US 12,135,800 B2
Cryptographic computing in multitenant environments
David M. Durham, Beaverton, OR (US); Michael D. LeMay, Hillsboro, OR (US); Salmin Sultana, Hillsboro, OR (US); Karanvir S. Grewal, Hillsboro, OR (US); Michael E. Kounavis, Portland, OR (US); Sergej Deutsch, Hillsboro, OR (US); Andrew James Weiler, Hillsboro, OR (US); Abhishek Basak, Bothell, WA (US); Dan Baum, Haifa (IL); and Santosh Ghosh, Hillsboro, OR (US)
Assigned to Intel Corporation, Santa Clara, CA (US)
Appl. No. 17/791,000
Filed by Intel Corporation, Santa Clara, CA (US)
PCT Filed Dec. 26, 2020, PCT No. PCT/US2020/067072
§ 371(c)(1), (2) Date Jul. 6, 2022,
PCT Pub. No. WO2021/162792, PCT Pub. Date Aug. 19, 2021.
Claims priority of provisional application 63/122,444, filed on Dec. 7, 2020.
Claims priority of provisional application 62/976,319, filed on Feb. 13, 2020.
Prior Publication US 2023/0027329 A1, Jan. 26, 2023
Int. Cl. G06F 21/00 (2013.01); G06F 21/54 (2013.01); G06F 21/60 (2013.01); G06F 21/79 (2013.01)

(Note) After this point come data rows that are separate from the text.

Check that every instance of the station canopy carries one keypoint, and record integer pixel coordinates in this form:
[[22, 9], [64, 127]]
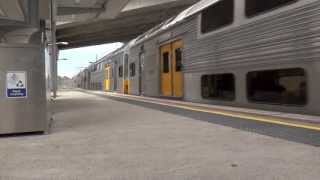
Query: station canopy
[[92, 22]]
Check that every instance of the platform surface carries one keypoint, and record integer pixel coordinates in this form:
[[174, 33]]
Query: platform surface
[[97, 137]]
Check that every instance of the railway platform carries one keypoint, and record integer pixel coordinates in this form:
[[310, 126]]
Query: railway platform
[[96, 135]]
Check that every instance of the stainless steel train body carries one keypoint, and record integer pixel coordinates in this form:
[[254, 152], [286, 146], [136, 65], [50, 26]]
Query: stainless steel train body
[[254, 57]]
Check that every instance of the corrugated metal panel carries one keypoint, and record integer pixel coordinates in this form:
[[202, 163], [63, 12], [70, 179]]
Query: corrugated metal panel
[[291, 36]]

CPC G06F 21/602 (2013.01) [G06F 21/54 (2013.01); G06F 21/79 (2013.01)] 25 Claims
OG exemplary drawing
 
1. A processor comprising:
first circuitry to:
encrypt a first code image using a first code key to generate an encrypted first code image;
load the encrypted first code image into a memory area allocated in memory for the first code image by an operating system running on the processor; and
send to the operating system a substitute key that corresponds to the first code key, wherein the first code key is concealed from the operating system; and
an instruction cache including control circuitry; and
second circuitry coupled to the instruction cache, the second circuitry to:
receive the substitute key from the operating system;
in response to a first request from the operating system to execute the first code image to instantiate a first process, perform a first cryptographic function using a hardware key to generate the first code key from the substitute key; and
program the control circuitry of the instruction cache with the first code key to enable the first code image to be decrypted using the first code key.